A Amazônia impossível de rotular

Acompanhe importantes debates sobre a economia da Amazônia trazidos pelo Dr. Augusto Rocha.

Este conteúdo foi produzido pelo colunista Augusto Rocha, professor associado da Universidade Federal do Amazonas (UFAM) e diretor adjunto da Federação das Indústrias do Estado do Amazonas

O escritor moçambicano Mia Couto costuma deliberar sobre a profunda diversidade e as complexidades da África, que tipicamente é percebida como única. Padecemos na Amazônia de um fenômeno semelhante, onde nossas diferenças entre Estados Amazônicos são um tesouro e, mesmo entre nós, pouco nos conhecemos e poucos nos reconhecemos. Prevalece uma visão hegemônica, como se a Amazônia fosse uma, mas são muitas e suas culturas trocam experiências na velocidade e nos ritmos dos rios.

Há pouco de verdadeiramente tradicional na Amazônia, pois os índios (ou povos originários) e as suas culturas podem ser mesclados com os “ocupantes”, mas isso se dá em um nível superficial, pois os hábitos mútuos são percebidos numa relação ocupantes colonizadores e não como ocupantes irmãos ou de integração harmônica. Quando se fala em industrialização na região, prevalece a lógica da indústria de fora e desconectada dos recursos locais ou da industrialização de baixa escala, dos recursos naturais, salvo nas ondas destruidoras da mineração ou da agricultura extensiva.

Assim, rotular a grandiosidade da Amazônia como algo único é um equívoco. Há uma diversidade de “Amazônias” – poderíamos chamar assim no plural ou mesmo individualizar cada pequena origem, controlando os nomes e compreendendo suas singularidades. Relembrando Mia Couto, o “desenvolvimentês só convida a pensar o que já está pensado por outros”, onde “somos consumidores e não produtores de pensamento”. Enquanto a construção das Amazônias não for realizada pelas várias origens de identidade, vocações e diversidade, teremos métodos invasores e desconexos das culturas e das oportunidades locais.

As grandes metrópoles regionais, suas capitais, possuem fórmulas próprias de sucessos e fracassos, que precisam ser revisadas e revisitadas individualmente, ao invés de um programa regional, que será condenado a sucessos parciais. As diferentes vinculações das capitais com os interiores são ainda negligenciadas em todos os potenciais, pela falta de recursos e infraestrutura de transportes, como se os universos remotos precisassem continuar isolados dos grandes centros. Ao invés de procurarmos construir as muitas Amazônias, buscamos uma Amazônia idealizada que nunca será aquela real, pela distância que há das possibilidades de cada particularidade.
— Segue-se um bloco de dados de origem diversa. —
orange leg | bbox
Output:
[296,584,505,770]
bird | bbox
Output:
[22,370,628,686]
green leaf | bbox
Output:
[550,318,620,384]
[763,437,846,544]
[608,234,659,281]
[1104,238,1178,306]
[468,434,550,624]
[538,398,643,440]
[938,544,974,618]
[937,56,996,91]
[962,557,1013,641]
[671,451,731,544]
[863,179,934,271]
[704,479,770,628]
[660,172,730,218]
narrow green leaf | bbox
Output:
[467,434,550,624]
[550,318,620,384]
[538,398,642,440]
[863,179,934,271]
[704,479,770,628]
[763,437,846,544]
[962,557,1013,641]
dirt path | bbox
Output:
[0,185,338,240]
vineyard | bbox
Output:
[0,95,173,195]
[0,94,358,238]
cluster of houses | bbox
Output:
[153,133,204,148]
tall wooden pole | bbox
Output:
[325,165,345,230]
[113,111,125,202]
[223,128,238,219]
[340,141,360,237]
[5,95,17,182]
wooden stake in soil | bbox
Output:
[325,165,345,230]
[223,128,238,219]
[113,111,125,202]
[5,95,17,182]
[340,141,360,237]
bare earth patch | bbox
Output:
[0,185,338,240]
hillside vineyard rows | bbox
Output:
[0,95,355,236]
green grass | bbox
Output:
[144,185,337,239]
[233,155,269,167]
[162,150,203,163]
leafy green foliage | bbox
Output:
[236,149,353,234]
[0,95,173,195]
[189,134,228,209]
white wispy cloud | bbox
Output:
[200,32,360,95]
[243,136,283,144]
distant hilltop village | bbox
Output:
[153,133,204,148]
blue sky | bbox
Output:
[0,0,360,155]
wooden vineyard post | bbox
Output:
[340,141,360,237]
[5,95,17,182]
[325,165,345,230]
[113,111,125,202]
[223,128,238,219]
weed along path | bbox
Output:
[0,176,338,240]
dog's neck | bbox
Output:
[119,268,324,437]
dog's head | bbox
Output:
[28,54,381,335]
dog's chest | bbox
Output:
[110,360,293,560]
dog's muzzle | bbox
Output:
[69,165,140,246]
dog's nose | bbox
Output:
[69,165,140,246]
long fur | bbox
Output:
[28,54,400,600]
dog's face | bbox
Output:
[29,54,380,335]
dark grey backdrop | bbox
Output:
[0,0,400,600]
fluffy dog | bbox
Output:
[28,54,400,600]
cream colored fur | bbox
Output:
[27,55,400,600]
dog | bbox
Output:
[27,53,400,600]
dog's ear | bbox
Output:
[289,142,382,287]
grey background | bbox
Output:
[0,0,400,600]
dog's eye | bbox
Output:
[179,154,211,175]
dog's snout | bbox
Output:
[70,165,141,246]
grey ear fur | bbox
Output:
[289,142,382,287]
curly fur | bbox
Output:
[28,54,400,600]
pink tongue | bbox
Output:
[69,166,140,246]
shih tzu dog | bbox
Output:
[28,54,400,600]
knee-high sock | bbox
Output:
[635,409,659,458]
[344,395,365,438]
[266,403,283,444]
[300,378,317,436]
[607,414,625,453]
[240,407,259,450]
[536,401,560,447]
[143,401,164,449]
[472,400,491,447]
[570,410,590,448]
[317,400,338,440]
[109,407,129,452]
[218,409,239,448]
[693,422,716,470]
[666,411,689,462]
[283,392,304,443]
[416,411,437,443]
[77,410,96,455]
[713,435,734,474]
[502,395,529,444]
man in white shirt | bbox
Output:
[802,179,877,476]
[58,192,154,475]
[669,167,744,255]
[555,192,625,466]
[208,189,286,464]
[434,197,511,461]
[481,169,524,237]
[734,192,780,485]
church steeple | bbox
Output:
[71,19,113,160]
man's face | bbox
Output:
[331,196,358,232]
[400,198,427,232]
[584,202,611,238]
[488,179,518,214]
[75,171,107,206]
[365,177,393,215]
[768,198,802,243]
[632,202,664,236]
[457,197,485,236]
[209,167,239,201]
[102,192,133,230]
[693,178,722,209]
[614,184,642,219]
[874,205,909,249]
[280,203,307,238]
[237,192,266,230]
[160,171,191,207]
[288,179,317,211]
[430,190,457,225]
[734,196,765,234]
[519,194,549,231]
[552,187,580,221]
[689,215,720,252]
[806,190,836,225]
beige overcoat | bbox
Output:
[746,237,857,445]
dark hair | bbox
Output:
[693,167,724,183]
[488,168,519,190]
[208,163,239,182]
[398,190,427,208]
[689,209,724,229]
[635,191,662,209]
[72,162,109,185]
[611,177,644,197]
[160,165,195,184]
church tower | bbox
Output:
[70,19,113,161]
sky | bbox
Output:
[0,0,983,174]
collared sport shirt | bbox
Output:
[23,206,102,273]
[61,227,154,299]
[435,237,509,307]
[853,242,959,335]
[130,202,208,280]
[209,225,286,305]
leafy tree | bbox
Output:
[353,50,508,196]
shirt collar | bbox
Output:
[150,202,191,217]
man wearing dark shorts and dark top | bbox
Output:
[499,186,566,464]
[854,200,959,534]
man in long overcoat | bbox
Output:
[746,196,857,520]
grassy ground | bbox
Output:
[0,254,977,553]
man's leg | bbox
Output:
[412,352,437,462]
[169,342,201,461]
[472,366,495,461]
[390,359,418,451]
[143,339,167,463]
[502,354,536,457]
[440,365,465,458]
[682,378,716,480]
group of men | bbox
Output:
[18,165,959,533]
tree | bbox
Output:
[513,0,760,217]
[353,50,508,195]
Há profundas diferenças entre São Paulo e Rio de Janeiro, tal qual há diversidade entre Amazonas e Pará. O foco na diversidade e o potencial da diversidade pode ser aproveitado, ao invés de ser percebido como uma unicidade falsa, tão ou mais errada do que a unificação dos países da África ou Ásia, como se fossem iguais. Cada localidade da região possui uma diversidade de potenciais, que só será aproveitada a partir do momento em que estes potenciais forem singularizados e tratados como individuais. Enquanto estivermos com um pensamento unificador e simplificador, teremos resultados cambaleantes e pífios frente ao enorme potencial.